Cho Yin Yong

Setting up Kafka on Docker for local development (+ bonus Clickhouse setup)


Created December 13, 2022 - Last Updated December 13, 2022

Introduction

Kafka is a streaming platform that is used to process data in real-time. In a world where data is king, Kafka is a valuable tool for developers and data engineers to learn. However, setting up Kafka locally can be frustrating, which can discourage learning. In this article, I will show you the fastest way to set up Kafka for development using Docker, and also show you how this setup can support connecting locally and from other local Docker containers.

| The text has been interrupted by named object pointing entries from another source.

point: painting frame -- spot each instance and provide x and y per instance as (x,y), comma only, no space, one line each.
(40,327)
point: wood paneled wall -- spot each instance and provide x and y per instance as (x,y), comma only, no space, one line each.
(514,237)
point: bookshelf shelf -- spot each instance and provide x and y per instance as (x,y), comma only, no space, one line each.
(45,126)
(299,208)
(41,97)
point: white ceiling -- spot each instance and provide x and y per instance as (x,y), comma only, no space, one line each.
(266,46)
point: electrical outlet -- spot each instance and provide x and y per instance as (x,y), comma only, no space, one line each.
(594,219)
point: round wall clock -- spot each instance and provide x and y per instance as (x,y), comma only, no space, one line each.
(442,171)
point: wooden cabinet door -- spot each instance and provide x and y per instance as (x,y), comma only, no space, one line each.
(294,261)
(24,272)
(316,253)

This tutorial assumes that you have some knowledge of using Docker and docker-compose for development. If you are new to Docker, I recommend reading this article first. If you need to install Docker, follow the instructions here.

Kafka Overview

The below diagram shows a high level overview of what Kafka is for beginners. (there's lot more to Kafka, like Zookeeper, Consumer Groups, Partitions, etc. but we'll leave that for another time.)

Kafka Overview

Kafka categorizes data into topics. A topic is a category or feed name to which records are published.

Producers publish messages to a specific topic. The messages can be in any format, with JSON and Avro being popular options. For example, a social media platform might use a producer to publish messages to a topic called posts whenever a user creates a post.

Consumers subscribe to a topic to consume the records published by producers. In the social media example, there might be a consumer set up to consume the posts topic to perform safety checks on the post before it is published to the global feed, and another consumer may asynchronously send notifications to the user's followers.

Setting up Kafka on Docker

We will make use of the bitnami images for Kafka and Zookeeper. I prefer this over the wurstmeister images because it is easier to setup and more actively maintained. We will also make use of the docker-compose tool to manage our containers.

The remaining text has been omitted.